For the newly independent countries in the post-war period, India became a flag-bearer of democracy in spite of high illiteracy, bone-chilling poverty and social evils like the caste system. Such were the odds against India that the Western commentators believed if democracy can make it there, it can make it anywhere. Ironically, India stuck to democracy while country after country fell perilously into the hands of autocrats and tin-pot dictators.
How did that happen? Gopal Krishna Gandhi says, “The people are fuel. They combust, ignite. They spur, empower.” Building democracy is like searching for truth. The search for truth is like digging for gold. You wash the nuggets under the tap and you have the full value of the gold. In the immediate aftermath of independence, India did precisely that.
Using the power of democracy, India created a new paradigm. It rejected the view that a country must first become economically fit for democracy. It chose to be economically fit through democracy. India debunked the perception that democracy impeded development. India’s success extended the hand of democracy globally. By holding the banner of democracy aloft, India blazed a new trail in a world surrounded by democratic darkness. That prompted Bernard Levin, renowned columnist of The Times (London), to say that “if democracy in India falls, the end of democracy itself will be in sight.”

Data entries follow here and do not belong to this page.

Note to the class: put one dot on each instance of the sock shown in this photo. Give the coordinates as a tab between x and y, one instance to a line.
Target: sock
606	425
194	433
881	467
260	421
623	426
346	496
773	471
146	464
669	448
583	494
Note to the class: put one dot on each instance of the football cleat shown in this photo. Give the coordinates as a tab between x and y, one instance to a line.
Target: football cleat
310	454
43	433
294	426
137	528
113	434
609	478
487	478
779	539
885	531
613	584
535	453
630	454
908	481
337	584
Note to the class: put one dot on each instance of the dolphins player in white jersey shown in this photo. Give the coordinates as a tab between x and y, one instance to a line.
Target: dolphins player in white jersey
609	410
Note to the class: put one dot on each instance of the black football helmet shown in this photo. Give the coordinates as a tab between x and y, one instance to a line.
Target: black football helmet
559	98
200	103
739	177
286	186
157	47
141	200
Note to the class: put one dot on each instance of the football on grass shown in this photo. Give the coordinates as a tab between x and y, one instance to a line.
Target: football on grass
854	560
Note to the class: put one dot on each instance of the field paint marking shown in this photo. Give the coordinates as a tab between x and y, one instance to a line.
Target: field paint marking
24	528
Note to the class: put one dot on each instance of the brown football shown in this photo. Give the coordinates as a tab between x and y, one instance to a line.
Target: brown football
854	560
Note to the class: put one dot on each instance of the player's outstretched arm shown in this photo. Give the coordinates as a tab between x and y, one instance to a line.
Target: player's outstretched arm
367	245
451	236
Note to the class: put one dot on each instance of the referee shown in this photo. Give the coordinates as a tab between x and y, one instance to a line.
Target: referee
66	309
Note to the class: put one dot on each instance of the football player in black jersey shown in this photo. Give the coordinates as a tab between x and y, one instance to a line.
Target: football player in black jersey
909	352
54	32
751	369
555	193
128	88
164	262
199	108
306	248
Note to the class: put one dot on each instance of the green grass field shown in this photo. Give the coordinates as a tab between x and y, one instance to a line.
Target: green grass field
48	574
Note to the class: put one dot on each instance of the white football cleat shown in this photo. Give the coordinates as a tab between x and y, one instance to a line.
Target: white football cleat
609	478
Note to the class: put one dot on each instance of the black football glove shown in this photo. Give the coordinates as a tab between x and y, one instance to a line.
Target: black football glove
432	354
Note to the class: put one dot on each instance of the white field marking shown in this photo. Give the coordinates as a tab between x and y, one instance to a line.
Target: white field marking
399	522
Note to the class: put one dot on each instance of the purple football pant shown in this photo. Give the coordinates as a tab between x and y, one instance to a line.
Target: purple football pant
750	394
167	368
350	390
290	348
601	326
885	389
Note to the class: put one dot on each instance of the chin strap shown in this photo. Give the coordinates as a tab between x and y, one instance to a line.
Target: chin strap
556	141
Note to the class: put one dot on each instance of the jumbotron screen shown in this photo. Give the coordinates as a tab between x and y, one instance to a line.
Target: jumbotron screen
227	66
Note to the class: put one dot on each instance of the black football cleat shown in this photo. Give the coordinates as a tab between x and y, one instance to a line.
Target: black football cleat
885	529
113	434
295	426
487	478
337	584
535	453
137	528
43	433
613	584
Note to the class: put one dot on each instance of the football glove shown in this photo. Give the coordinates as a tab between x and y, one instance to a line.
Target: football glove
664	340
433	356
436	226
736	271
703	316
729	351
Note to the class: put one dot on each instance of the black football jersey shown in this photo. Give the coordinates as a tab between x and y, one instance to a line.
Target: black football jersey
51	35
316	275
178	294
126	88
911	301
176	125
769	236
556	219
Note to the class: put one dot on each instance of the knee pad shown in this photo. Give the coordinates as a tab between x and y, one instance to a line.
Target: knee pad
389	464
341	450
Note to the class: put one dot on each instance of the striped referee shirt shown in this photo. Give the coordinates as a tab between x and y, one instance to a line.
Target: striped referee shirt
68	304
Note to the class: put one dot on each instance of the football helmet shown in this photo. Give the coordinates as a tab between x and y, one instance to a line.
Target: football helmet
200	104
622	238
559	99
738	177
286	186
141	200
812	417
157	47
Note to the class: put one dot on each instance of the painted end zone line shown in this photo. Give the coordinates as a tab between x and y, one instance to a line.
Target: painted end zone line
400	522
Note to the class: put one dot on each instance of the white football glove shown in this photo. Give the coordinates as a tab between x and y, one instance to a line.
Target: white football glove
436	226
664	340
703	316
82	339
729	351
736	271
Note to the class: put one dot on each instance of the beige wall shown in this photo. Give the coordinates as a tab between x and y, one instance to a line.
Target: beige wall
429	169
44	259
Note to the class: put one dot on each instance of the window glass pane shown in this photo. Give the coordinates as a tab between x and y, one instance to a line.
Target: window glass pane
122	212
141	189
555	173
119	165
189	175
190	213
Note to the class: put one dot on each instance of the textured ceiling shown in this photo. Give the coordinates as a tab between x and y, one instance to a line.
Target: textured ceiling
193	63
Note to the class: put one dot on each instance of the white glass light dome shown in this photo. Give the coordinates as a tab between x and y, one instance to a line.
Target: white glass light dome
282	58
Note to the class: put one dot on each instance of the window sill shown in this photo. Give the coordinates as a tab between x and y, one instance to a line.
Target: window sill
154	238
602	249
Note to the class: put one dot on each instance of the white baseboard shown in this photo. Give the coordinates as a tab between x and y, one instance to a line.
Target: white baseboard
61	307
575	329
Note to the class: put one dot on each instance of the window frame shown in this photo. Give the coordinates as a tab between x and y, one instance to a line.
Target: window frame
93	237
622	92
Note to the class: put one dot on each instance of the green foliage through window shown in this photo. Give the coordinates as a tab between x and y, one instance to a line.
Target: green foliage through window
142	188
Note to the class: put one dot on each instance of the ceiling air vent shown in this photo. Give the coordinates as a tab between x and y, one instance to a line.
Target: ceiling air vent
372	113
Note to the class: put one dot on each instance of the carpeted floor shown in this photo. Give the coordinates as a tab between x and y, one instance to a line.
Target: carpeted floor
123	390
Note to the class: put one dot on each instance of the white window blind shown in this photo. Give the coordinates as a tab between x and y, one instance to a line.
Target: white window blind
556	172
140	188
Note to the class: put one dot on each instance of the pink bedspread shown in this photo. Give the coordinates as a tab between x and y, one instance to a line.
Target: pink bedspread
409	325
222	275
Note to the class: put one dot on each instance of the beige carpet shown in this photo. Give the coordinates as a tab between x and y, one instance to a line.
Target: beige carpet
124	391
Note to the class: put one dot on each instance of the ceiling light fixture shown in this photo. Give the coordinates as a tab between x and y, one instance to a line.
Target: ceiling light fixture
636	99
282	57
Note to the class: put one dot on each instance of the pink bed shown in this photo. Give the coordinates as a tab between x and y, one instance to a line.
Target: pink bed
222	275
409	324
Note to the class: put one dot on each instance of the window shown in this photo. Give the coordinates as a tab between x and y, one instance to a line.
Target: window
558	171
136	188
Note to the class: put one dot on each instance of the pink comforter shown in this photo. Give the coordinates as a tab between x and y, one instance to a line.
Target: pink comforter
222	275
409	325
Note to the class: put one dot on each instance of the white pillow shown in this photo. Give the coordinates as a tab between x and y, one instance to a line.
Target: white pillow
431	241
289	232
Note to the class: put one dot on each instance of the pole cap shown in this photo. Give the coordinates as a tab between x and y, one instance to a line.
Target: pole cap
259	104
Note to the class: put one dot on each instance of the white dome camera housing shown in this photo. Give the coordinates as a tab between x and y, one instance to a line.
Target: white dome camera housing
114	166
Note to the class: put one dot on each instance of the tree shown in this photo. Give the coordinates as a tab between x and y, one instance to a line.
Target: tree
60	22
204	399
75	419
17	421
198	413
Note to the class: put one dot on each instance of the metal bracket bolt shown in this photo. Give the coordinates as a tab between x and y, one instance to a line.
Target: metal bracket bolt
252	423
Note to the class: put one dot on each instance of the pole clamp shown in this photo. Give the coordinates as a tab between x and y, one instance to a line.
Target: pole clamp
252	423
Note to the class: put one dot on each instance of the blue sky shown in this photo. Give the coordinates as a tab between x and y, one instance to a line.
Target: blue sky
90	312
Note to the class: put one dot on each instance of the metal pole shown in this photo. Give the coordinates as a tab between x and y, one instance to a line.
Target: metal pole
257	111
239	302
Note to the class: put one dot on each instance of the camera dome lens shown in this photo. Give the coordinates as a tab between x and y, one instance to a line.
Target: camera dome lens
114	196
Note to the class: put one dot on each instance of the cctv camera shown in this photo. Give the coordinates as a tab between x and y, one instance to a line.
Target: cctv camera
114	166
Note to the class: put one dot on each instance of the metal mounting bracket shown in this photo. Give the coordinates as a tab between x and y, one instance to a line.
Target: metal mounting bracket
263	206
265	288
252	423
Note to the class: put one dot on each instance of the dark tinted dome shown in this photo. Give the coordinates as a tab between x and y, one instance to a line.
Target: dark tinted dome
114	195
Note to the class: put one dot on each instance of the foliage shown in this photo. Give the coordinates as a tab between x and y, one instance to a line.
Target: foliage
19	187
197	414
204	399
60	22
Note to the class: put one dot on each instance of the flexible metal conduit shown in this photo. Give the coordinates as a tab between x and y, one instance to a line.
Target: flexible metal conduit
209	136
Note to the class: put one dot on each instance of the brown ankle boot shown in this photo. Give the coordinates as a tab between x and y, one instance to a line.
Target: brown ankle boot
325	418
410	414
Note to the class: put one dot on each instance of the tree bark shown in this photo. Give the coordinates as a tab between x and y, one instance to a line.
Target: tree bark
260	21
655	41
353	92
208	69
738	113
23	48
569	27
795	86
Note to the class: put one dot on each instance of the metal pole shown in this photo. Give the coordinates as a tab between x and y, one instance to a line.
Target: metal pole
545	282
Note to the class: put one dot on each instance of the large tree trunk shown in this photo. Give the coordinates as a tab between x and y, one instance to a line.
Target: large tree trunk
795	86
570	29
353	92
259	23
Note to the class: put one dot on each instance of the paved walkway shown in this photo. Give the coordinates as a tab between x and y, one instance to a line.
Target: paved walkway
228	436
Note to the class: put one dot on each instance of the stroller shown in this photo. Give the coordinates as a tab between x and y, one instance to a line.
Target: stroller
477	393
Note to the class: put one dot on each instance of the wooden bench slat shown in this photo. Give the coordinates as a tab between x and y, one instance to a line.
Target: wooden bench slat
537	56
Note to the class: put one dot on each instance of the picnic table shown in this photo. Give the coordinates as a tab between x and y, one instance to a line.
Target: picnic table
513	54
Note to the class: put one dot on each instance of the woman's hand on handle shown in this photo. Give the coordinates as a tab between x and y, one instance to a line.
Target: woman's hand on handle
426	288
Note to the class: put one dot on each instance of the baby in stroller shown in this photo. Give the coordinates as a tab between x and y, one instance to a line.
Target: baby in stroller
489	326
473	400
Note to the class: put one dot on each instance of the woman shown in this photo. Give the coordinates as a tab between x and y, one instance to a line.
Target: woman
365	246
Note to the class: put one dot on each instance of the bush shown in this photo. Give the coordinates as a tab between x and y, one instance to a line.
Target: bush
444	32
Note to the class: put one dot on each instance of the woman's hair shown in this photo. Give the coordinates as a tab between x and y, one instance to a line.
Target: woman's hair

Democracy by its very nature is a contested terrain. Its genius, material value and implications must be constantly debated. What is beyond debate is that no one has a right to question that contestation. Democracy is a daily plebiscite. Demand for more power, more autonomy represents a daily interrogation of that existence. Democracy goes through frequent negotiations, compromises, failure of talks and accords. It is through constant churning that Indian democracy matured.
In History in the Making, J H Elliot makes a distinction between a chosen nation and a victim nation. A chosen nation thinks it has spiritual, biological and other characteristics to make it a dominant power and a victim nation tends to attribute its misfortunes to others.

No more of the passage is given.